Dans cette compétition, ce sera le citoyen qui va arbitrer les ambitions. Il leur demande de «refuser d’être les boucliers des hommes politiques, ceux surtout va-t-en-guerre». Le ministre de l’Intérieur, Aly Ngouille Ndiaye, à la tête d’une forte délégation gouvernementale, écoute religieusement les paroles du patriarche. Très en verve, le khalife général des Tidianes, qui n’a pas fait dans la langue de bois, a exprimé ses inquiétudes par rapport à une «certaine tension qui prévaut actuellement dans le champ politique sénégalais, avec des leaders qui passent le plus souvent de leur temps à verser dans les dérives, les invectives». Il les invite à «cultiver la paix et la stabilité dans le pays» pour une pacification de l’espace politique. Par contre, il a tenu à souligner l’exemple du Président Macky Sall qui, selon lui, «est d’une responsabilité et d’une sagesse impressionnante». «Il est au-dessus de la mêlée et ne gaspille pas son énergie dans les invectives et d’autres actes condamnables», salue Serigne Mbaye Sy.
Rappelant que «mieux vaut prévenir que guérir», Serigne Mbaye Babacar Sy Mansour, qui n’a pas manqué de prier pour la paix dans la sous-région, se désole surtout du fait que «de nos jours les gens versent trop dans les médisances, la méchanceté, le mensonge», entre autres tares de la société sénégalaise qu’il faut, pense-t-il, «combattre par tous les moyens». Il a aussi beaucoup insisté sur la nécessité de lutter contre la crise des valeurs émaillée, entre autres, par les dérives sur internet dues certainement à un manque de formation de la jeunesse. Le marabout, exaspéré par les dérives sur le net, les réseaux sociaux, les obscénités via les écrans de télé, s’est désolé d’un certain «libertinage». Qui, en fait, n’est qu’une «aliénation née de toutes les agressions via le net et les écrans de télé». Il a également insisté sur «un retour aux valeurs, surtout du côté des jeunes en crise de repères», sur la nécessité pour «les adultes d’avoir plus d’égard à l’endroit des enfants».

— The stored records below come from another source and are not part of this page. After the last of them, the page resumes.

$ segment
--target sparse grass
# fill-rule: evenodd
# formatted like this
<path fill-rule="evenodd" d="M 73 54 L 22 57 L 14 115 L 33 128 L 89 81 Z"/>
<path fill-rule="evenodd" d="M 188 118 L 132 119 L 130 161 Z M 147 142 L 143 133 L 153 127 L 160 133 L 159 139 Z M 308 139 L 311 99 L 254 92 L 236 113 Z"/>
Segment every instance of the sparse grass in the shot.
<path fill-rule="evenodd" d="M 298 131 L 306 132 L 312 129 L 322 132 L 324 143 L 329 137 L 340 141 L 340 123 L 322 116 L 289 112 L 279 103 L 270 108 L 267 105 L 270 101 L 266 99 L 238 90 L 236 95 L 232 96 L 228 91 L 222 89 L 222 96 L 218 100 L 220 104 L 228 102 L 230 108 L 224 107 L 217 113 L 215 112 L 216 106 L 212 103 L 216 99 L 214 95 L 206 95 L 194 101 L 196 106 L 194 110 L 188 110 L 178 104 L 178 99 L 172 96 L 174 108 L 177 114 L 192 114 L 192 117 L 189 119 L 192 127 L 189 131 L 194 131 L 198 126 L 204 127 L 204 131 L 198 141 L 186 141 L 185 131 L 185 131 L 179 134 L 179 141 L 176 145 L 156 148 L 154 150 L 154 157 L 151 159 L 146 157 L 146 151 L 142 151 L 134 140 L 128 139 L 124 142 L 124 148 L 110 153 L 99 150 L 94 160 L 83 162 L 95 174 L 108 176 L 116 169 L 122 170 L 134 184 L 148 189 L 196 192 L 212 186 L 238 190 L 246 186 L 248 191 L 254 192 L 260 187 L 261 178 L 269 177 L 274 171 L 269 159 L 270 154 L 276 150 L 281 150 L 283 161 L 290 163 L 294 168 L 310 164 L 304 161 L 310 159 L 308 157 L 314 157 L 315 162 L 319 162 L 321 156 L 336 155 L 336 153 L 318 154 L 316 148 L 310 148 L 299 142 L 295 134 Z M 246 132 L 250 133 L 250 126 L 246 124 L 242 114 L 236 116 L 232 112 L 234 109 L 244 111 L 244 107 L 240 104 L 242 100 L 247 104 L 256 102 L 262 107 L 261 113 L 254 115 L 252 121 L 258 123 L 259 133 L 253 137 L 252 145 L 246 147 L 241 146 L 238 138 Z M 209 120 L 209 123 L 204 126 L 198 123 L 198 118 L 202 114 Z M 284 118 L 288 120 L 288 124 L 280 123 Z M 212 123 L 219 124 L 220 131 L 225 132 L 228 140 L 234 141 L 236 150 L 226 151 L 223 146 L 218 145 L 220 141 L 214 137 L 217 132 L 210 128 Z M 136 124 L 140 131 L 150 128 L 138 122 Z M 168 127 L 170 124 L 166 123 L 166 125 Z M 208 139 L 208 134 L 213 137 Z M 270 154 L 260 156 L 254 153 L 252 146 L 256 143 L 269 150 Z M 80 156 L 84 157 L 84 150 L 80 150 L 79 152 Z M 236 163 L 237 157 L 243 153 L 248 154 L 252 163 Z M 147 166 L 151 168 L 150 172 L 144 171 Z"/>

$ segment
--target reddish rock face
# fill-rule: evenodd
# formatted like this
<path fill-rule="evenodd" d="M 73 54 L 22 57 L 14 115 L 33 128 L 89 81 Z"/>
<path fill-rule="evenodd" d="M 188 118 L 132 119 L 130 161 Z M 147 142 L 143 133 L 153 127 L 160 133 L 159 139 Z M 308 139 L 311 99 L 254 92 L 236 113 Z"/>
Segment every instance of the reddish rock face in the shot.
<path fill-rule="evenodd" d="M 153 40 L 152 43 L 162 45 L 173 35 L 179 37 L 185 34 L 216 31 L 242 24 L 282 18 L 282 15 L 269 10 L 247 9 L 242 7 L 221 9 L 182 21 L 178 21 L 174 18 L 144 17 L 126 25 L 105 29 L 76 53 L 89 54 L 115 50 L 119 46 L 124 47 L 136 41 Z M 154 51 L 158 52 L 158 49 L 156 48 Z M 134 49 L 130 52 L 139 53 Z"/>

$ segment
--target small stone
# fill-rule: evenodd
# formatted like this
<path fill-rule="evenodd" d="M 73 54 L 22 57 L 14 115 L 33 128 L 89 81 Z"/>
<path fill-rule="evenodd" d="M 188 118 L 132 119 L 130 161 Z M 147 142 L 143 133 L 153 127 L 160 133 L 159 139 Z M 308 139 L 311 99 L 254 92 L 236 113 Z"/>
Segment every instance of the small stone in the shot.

Concluant sur le thème de l’édition 2018 du Mawlid, «Sur les traces de Al Amine : Ensemble pour la paix», le khalife a prié pour une paix durable au Sénégal et pour des élections apaisées, d’autant que «rien ne peut se faire, se construire, se bâtir sans l’unité, la paix et la cohésion sociale». Embouchant la même trompette, le porte-parole de la famille Sy est largement revenu sur l’actualité sociale, en invitant les fidèles à un retour aux préceptes de l’islam. Serigne Pape Malick Sy a exhorté les musulmans à se donner la main, s’accorder le pardon, le respect mutuel, une considération réciproque. Il insiste sur le fait que «l’heure n’est pas à la division, à la discorde».